The beast’s power was staggering. Had they not been tucked into the corners, every person would have been crushed.
The hissing and thumping that shook the ground gradually receded. When the air cleared, the smell remained. Everything was coated in slime. The table had been reduced to chips and powder, statues and ornaments were toppled and shattered, and huge stones had been wrenched from the mortar around the doorway as if they were no more than pebbles in mud. The entrance had been doubled in size.
They got to their feet, rubbing their eyes and swaying. Osric remained on the ground. He looked only barely conscious. He had not quite escaped the thrashings.
Merter called for silence.
Everyone listened.
The retreating sounds were still fading, then they ended abruptly. It was just a hint, but it was unmistakable – a distant clatter, much like what might be produced by an axe falling on tiles.
Merter ran to the window and thrust his head out. “Nothing,” he said. “It’s still in the building.”
A deep scraping rush echoed up from the enlarged entrance.
“Back to the archive room!” Merter shouted. “Down the stairwell. Go, go, go!”
He and Tyne grabbed Osric by the arms and dragged his heavy body across the floor to the narrow stairwell opening across the room from the main entrance. This time the soldiers understood all too well and dashed ahead. Aedan and Fergal brought up the rear, spears pointed backwards, tips shuddering.
As they turned towards the arched stone doorway, the light in the room behind them darkened. Aedan pushed Fergal through and dived after him as something struck against the frame, releasing a cloud of dust. Clearly, the beast’s head was too large to pass through, but the next instant heavy stones were falling all around Aedan, one bruising his thigh and another narrowly missing his head. With a shout of pain, he twisted around and stared at the monstrous shape moving through the billows of dust, striking, twisting, plunging, only inches from his boots. It was actually digging through the stone wall, enlarging the entrance.
He scrambled to his feet and tried to leap down the stairs, but something held him fast. Spinning around, he saw that part of his cloak had been trapped under a large rock. He knew he should unhook the cloak, but before he could do so, the frame shuddered and this time something living brushed his shoulder. It drove him to a panic. He pulled and strained to tear the cloak free, half shouting, half crying, as he imagined the beast gathering for another lunge.
A hand grasped his arm and pulled. The cloak tore off at the clasp, and he and Fergal lurched forward, tumbling down several stairs ahead of a terrific explosion of stone and dust.
Fergal pulled him to his feet and they edged down into the blackness of the stairwell – all torches having been lost above. They soon caught up with the others.
“There’s another way out of the archive room,” Fergal shouted over the hammering of falling rock. “Don’t wait here. When the boulders start to roll down the stairs, they won’t stop until they reach the bottom.”

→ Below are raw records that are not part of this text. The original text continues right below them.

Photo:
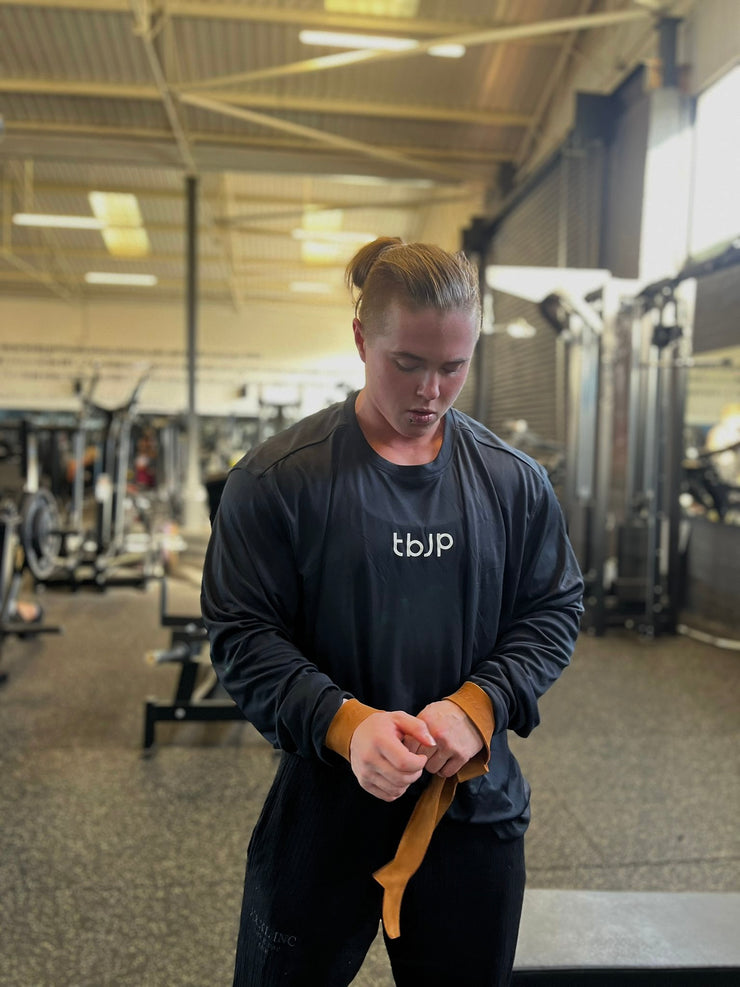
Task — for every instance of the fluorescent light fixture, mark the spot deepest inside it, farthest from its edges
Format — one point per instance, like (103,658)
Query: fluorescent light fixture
(377,8)
(57,222)
(324,220)
(115,208)
(109,277)
(521,329)
(321,252)
(126,241)
(333,236)
(374,42)
(447,51)
(336,39)
(310,287)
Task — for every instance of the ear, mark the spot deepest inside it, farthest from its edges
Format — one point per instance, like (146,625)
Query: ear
(359,334)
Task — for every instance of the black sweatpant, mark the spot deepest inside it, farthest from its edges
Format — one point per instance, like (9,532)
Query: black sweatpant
(311,906)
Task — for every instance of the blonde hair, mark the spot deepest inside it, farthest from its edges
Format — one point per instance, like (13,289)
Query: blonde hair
(417,275)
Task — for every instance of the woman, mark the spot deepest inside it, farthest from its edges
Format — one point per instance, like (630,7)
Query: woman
(388,589)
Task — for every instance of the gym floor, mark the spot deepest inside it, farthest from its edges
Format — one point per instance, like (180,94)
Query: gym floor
(119,869)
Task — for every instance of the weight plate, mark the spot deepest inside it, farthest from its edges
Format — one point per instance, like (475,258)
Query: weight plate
(39,533)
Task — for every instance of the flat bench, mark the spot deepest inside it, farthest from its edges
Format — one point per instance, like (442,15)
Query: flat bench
(605,938)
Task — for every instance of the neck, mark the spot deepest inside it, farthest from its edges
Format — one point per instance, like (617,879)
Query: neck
(393,447)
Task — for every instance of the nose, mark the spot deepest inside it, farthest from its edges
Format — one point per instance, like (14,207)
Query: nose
(428,388)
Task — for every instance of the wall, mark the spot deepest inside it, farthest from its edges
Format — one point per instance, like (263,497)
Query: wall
(46,344)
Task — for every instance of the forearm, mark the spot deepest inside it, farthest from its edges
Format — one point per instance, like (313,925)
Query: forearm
(529,657)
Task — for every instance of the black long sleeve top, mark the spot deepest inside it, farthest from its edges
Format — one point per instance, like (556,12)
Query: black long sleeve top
(334,573)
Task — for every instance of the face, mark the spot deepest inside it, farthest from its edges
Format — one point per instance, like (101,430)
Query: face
(415,369)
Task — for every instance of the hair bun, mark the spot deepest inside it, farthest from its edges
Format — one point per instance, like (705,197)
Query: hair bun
(360,265)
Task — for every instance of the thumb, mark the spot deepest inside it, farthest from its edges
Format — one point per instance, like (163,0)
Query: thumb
(412,726)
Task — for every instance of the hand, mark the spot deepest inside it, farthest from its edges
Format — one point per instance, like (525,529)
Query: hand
(455,735)
(383,766)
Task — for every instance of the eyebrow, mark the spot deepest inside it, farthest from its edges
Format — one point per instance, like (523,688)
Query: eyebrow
(403,354)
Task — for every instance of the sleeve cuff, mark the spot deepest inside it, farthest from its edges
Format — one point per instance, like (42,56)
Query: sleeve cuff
(476,704)
(346,720)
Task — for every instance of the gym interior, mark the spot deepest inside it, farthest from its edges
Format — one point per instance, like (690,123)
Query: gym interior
(183,184)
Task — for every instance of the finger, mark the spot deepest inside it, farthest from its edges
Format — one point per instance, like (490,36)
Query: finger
(381,788)
(412,726)
(395,757)
(412,745)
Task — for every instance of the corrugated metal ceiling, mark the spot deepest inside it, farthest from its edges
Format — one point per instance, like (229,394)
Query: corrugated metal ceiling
(132,96)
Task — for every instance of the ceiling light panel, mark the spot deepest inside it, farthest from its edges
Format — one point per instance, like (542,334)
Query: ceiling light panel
(124,241)
(117,278)
(115,208)
(375,8)
(53,221)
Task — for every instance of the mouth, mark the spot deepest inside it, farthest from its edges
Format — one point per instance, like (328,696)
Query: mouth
(421,416)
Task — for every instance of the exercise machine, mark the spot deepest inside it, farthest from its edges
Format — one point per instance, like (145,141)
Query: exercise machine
(12,567)
(196,695)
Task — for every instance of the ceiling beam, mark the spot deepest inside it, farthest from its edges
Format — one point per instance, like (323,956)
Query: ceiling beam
(323,137)
(142,17)
(273,144)
(269,101)
(260,13)
(496,35)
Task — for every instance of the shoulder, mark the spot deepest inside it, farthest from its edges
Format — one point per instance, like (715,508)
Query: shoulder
(299,445)
(501,458)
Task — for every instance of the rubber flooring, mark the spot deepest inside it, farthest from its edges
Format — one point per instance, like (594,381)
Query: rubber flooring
(125,870)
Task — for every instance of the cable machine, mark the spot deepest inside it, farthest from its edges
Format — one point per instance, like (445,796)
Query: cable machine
(624,351)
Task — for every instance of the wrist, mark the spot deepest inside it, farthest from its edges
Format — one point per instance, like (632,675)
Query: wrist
(346,720)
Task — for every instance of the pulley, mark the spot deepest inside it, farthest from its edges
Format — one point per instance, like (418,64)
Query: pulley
(40,532)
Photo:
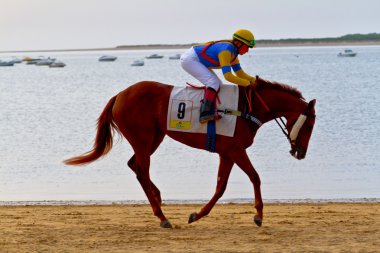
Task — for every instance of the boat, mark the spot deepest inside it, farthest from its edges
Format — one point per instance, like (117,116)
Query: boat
(45,62)
(57,64)
(16,60)
(6,63)
(154,56)
(175,57)
(347,53)
(107,58)
(138,63)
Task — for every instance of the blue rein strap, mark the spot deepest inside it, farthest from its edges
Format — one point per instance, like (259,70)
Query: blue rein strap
(211,136)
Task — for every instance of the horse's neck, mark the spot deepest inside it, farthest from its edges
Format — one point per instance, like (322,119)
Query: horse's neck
(282,103)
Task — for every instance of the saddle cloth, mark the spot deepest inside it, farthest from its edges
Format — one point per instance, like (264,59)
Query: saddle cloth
(184,110)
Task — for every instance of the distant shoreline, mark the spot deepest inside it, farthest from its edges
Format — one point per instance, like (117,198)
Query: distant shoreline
(184,46)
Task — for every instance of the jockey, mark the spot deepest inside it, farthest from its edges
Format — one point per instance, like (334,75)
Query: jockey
(200,59)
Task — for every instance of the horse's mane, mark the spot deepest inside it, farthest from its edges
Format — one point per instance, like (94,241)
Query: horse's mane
(262,84)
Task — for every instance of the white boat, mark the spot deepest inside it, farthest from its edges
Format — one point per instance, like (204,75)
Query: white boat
(57,64)
(138,63)
(347,53)
(175,57)
(45,62)
(154,56)
(107,58)
(16,60)
(6,63)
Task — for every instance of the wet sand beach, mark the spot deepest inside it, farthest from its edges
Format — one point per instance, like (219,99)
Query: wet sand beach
(327,227)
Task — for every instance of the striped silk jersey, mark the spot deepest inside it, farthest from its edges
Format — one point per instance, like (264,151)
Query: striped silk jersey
(223,55)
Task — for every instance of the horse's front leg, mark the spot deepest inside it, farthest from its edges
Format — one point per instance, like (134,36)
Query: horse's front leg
(242,160)
(225,166)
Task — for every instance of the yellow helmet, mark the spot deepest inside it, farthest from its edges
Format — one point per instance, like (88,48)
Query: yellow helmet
(245,36)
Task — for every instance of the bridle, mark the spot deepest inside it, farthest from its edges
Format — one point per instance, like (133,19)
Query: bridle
(296,126)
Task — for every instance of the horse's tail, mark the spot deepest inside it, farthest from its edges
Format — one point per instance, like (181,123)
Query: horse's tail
(104,137)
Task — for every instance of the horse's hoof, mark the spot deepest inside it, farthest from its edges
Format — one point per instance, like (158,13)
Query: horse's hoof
(258,220)
(192,217)
(166,224)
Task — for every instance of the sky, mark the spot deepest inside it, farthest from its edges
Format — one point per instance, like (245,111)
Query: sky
(76,24)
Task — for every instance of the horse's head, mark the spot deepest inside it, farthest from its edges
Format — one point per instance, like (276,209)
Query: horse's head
(300,129)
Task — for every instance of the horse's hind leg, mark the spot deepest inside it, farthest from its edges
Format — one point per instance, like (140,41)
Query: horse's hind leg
(156,192)
(144,145)
(132,164)
(225,167)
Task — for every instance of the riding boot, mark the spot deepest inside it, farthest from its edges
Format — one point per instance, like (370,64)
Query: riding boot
(207,107)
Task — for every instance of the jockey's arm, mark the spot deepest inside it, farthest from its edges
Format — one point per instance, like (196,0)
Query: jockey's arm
(225,64)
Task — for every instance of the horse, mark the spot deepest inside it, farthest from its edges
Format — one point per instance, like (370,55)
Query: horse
(139,113)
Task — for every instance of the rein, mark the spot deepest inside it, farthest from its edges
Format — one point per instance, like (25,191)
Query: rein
(249,99)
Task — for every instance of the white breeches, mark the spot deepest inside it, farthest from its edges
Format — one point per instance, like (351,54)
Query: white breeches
(191,64)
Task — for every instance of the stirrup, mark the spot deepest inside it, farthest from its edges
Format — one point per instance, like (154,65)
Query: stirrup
(206,118)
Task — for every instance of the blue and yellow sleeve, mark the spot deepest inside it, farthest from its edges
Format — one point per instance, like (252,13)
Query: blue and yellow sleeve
(225,63)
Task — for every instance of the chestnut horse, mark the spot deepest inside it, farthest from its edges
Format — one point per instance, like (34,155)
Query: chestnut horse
(139,113)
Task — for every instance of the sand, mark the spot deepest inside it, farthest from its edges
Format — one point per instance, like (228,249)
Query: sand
(331,227)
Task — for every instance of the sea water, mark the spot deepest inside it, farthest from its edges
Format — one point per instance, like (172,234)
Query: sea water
(49,114)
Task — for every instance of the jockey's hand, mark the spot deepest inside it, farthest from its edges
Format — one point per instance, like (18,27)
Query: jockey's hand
(252,82)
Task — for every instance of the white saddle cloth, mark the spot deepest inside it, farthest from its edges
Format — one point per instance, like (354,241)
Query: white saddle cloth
(184,110)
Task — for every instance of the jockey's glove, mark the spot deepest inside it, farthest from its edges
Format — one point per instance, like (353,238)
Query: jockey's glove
(252,82)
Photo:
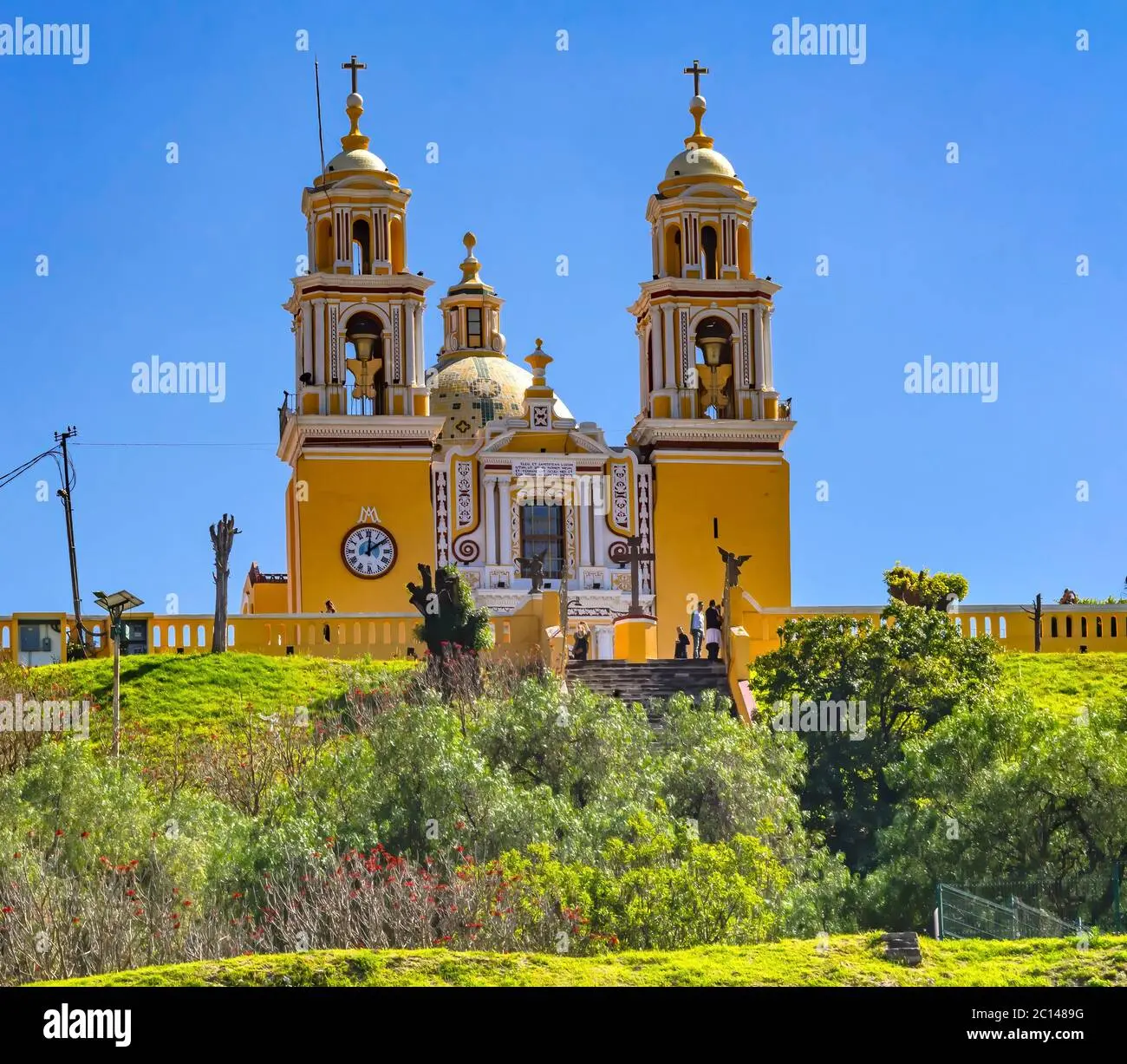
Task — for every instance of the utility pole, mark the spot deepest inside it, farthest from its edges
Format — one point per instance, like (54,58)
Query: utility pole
(64,493)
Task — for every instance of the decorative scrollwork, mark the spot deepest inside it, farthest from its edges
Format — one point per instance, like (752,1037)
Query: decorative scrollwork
(466,550)
(619,552)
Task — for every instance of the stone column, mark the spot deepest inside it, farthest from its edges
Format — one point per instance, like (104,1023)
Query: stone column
(505,531)
(759,361)
(408,334)
(600,545)
(767,365)
(307,339)
(668,349)
(491,504)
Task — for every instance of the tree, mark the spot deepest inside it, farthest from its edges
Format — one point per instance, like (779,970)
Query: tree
(1009,793)
(453,628)
(902,677)
(222,540)
(931,592)
(1036,615)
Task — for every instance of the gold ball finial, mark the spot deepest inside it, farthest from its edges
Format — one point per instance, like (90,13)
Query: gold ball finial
(470,265)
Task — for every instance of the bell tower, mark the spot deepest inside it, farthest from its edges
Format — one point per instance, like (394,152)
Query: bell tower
(711,421)
(356,428)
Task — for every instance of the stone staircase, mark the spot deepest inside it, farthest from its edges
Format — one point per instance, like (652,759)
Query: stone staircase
(648,682)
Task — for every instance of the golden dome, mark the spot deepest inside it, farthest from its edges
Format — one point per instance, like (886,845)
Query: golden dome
(472,390)
(356,160)
(698,161)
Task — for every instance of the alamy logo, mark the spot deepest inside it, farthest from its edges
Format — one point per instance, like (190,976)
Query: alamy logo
(48,716)
(105,1023)
(160,378)
(825,38)
(951,379)
(826,716)
(29,38)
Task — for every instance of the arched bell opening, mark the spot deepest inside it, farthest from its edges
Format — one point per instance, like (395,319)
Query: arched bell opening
(709,258)
(323,248)
(362,247)
(716,388)
(398,246)
(365,334)
(744,251)
(673,258)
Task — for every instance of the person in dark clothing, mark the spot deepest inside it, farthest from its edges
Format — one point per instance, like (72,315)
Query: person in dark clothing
(713,623)
(697,627)
(682,649)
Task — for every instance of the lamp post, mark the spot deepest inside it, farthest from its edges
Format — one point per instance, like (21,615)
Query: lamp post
(115,604)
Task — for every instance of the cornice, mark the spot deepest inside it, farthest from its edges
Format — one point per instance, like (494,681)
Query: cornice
(654,432)
(310,431)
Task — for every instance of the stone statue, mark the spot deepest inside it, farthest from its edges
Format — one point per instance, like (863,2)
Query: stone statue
(533,568)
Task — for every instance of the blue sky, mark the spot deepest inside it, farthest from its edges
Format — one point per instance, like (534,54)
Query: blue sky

They continued on through the darkness, increasing the pace when a load of apple-sized rocks came tumbling past, striking against legs and ankles.
“Hurry,” said Fergal, as an ominous pounding began to fill the space. “How far are we Merter?”
“About half way.”
The thumping behind them grew with every bound – it could only be a falling boulder.
“We’re not going to make it,” Fergal shouted. “Everyone press up against the inside wall.”
There was no time for explanations. Aedan did as he was told.
It was no longer thumping but smashing its way down the stairs towards them. A boulder large enough to do that could kill them all. Aedan turned his face away and held his breath. There was a shuddering impact just to the side and something rushed past his head, the wind pulling at his hair; then a scrape and a grunt of pain below him, a few more collisions, a scream, and the sound faded.
“Fergal?” he asked.
“Just a scratch,” Fergal said, then raised his voice, “Who was hurt?”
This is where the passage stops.